What could be the best way to fetch large data from database? Is it using Stream.resource or Repo.stream and Repo.transaction?

I am planning to read large data from a database for a report, what could be the best way of getting these reports? Is it via Stream.resource where I could set a limit and offset or Repo.stream inside a Repo.transaction?

1 Like

Repo.stream has never failed me. Use that.

You could also fetch with a key to control pagination i.e. values of the primary key.

2 Likes

Thank you

1 Like

Repo.stream is great, but sometimes you need to process hundreds of thousand to millions of records over minutes of time, and the issues of doing that in a single transaction are too great. For that we have this function in our Repo module:

  @doc """
  An alternative to Repo.stream that does not require a transaction.

  On the upside, this allows you to iterate through large collections that may require processing longer
  than is convenient / safe for a single transaction. The target use case here is background jobs
  that periodically comb through large tables and do various updates and interdependent transactions
  aren't relevant.

  The caveat of course is that you aren't operating on a single snapshot of the collection.
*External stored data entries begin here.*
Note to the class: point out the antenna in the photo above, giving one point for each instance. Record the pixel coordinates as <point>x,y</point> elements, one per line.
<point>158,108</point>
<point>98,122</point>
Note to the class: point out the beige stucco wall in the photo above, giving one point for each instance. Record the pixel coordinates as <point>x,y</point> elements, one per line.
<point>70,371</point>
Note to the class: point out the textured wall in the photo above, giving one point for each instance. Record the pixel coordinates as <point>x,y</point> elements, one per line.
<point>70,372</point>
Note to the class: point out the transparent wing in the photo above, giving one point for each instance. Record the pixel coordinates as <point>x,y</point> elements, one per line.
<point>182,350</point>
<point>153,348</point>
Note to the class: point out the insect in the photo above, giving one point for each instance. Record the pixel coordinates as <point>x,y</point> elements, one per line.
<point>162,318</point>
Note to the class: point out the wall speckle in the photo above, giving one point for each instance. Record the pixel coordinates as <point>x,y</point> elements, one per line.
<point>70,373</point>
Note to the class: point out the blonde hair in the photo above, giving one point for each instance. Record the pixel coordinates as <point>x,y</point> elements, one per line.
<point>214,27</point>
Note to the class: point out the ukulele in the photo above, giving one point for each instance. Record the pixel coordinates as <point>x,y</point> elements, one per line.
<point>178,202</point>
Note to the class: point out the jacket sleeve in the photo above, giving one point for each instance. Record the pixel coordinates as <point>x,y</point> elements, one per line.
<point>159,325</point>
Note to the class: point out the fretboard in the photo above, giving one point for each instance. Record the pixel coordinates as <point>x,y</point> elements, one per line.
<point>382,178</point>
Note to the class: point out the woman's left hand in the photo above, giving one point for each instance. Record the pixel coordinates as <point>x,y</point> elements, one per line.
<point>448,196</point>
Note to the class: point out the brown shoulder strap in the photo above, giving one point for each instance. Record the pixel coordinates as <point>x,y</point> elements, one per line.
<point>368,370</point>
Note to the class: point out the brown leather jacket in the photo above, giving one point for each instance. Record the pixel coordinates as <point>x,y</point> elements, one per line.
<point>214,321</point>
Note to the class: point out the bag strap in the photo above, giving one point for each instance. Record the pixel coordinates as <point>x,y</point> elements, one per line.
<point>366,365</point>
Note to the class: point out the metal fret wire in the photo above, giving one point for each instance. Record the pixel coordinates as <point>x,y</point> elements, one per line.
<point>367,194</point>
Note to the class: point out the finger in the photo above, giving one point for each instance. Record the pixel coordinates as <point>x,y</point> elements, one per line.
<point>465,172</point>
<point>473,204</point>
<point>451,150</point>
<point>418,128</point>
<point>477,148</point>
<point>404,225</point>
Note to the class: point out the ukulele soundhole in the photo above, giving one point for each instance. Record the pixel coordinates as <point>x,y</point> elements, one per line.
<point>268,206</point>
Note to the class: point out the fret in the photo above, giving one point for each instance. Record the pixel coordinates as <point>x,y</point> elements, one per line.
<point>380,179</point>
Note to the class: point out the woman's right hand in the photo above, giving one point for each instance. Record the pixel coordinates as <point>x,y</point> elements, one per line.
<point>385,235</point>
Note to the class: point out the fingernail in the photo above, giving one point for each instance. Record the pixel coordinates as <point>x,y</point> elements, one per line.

The way this works
  is that the first N records are fetched, sorted by `asc: :id`. Then the next N records are fetched where
  the id is greater than the biggest id fetched previously.
  """
  def dirty_stream(queryable, opts \\ []) do
    import Ecto.Query

    # TODO: Raise if `queryable` has an `order_by` as we need to override that
    # TODO: Raise if `queryable` has a limit since we also need to override that.

    i = opts[:start_id] || -1
    batch_size = opts[:batch_size] || 100
    mapper = opts[:mapper] || fn record -> record.id end

    Stream.unfold(i, fn i ->
      queryable
      |> where([q], q.id > ^i)
      |> limit(^batch_size)
      |> order_by(asc: :id)
      |> __MODULE__.all()
      |> case do
        [] ->
          nil

        records ->
          new_max_id = records |> List.last() |> mapper.()
          {records, new_max_id}
      end
    end)
    |> Stream.flat_map(& &1)
  end

This is particularly handy when you need to bulk process stuff with preloads since you get a lot of economies of scale, but you can still deal with each record at a time.

4 Likes

Thank you for this one Ben.